Can the Eponym frames take a 2.8” tyre plus mud? Yes. There is plenty of clearance for a 27.5x2.8” tyre in the Eponym 29. In fact there’s a nice chap down south who’s riding a 3” tyre in his Eponym with no issues but the 2.8” fits well and gives ample clearance for muck too.

So I hope that’s helped explain a little about the mullet mod and the way I recommend it; specifically on my frames.

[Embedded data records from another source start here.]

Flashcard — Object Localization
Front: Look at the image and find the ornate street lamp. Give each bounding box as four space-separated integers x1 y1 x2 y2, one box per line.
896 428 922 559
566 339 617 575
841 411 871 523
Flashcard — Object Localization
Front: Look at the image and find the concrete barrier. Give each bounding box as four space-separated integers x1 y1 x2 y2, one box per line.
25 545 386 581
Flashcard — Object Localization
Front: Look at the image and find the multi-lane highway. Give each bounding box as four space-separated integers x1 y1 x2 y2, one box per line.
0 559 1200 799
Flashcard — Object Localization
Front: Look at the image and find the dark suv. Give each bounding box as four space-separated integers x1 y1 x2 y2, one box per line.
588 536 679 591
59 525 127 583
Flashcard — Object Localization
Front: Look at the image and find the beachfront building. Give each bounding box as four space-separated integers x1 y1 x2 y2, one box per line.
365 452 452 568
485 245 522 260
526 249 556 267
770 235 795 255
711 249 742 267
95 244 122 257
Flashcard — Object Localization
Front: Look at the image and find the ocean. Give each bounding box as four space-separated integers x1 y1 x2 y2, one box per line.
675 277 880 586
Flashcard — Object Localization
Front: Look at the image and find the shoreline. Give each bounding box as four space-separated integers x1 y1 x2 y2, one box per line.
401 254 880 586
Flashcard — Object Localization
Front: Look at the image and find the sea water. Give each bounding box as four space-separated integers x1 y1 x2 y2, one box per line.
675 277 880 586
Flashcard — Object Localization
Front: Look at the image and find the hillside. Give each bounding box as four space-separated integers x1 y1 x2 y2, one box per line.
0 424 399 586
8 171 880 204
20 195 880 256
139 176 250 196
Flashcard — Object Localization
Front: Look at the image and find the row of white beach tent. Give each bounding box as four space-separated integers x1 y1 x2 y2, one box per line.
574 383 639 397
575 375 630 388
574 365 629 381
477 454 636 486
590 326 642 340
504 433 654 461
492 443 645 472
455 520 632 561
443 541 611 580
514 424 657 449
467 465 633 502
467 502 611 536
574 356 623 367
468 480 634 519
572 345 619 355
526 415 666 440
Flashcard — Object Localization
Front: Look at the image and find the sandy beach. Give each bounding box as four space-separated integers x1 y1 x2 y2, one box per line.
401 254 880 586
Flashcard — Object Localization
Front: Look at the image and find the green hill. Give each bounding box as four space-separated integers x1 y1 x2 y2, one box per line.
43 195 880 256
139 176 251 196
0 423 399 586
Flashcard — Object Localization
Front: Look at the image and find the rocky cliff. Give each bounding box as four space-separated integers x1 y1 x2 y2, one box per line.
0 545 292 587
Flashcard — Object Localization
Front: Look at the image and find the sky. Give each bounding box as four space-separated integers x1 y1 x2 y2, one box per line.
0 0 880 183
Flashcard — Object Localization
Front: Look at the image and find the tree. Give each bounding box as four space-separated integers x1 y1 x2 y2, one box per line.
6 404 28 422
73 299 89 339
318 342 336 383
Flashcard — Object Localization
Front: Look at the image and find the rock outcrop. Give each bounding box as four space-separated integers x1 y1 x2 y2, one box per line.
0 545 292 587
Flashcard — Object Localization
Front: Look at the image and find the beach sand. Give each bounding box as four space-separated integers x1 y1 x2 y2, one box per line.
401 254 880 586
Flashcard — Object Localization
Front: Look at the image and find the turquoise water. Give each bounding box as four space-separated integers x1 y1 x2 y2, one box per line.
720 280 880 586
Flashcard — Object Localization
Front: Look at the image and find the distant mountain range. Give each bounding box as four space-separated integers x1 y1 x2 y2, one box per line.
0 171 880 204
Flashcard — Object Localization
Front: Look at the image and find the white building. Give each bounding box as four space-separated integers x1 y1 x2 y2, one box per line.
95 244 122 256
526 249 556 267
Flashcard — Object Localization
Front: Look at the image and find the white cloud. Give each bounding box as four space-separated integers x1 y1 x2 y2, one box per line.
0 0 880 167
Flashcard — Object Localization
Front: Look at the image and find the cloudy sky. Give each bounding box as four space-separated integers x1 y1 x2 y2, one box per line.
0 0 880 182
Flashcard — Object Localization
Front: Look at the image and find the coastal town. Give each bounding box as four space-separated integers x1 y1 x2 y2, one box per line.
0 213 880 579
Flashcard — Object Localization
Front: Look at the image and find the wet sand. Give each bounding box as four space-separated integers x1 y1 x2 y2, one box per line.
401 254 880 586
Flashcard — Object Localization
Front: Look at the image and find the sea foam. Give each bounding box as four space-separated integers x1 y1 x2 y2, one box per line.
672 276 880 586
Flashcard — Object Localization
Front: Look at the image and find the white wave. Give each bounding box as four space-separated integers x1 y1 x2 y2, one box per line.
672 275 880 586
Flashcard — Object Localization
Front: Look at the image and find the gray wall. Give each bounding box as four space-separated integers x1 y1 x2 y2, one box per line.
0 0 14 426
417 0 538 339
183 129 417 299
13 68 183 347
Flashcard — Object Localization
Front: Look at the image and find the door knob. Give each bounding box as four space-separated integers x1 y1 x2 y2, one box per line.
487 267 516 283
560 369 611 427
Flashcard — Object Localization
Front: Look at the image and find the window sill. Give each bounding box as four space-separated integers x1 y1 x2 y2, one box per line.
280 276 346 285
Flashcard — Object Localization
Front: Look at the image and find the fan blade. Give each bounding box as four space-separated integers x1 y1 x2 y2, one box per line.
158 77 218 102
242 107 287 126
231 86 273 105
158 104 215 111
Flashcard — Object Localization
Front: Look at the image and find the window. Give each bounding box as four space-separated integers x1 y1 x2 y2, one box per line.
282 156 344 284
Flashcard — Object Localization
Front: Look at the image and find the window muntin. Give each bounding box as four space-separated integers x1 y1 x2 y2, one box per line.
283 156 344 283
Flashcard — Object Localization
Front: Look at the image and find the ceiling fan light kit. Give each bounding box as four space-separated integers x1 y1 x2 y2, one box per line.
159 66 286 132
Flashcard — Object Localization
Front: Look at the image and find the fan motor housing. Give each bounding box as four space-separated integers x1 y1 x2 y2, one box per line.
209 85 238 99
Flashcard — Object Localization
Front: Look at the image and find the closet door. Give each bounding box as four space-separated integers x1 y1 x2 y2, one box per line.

I spend a lot of my time thinking about how we can make our bikes better. Usually I’ll have spent hours contemplating the theory of something before I build a frame and try it out, the good ideas stick and the less good ones slide. But in the case of the mullet mod I was never really that keen on the idea, the theory didn’t really add up to me. Until I tried it. And I’m now so invested in it, I see so much merit in this setup that I’m removing the 27.5” Eponym from my standard options. Because the Eponym frame + mullet mod does everything the 27.5” frame did and more.

**Edit

We now have the Rallye 27.5” specific frame. With the Rallye we decided that rather than simply make a smaller wheeled Eponym we would fully embrace everything the smaller wheePs do well and the frame geometry that they allow.**

Disclaimer: the mullet mod won’t be for everyone. My entire business model is based on personal preference and (where bikes are concerned) I don’t believe there is one ‘best’ way to do anything, really. What works for you is all that matters and (usually) I steer clear of ‘advice’ for that very reason. My advice is just my opinion. Mr Seb Hampson has been riding my frames for some time now and still operates them with a pair of 29” wheels shod with chunky, 2.5” rubber. Do I think he’s crazy? Always have done. But also, I know there’s still merit in the full 29er setup for many riders. And that’s why I’ll continue to design the Eponym around 29” wheels with the option to run the mullet mod setup.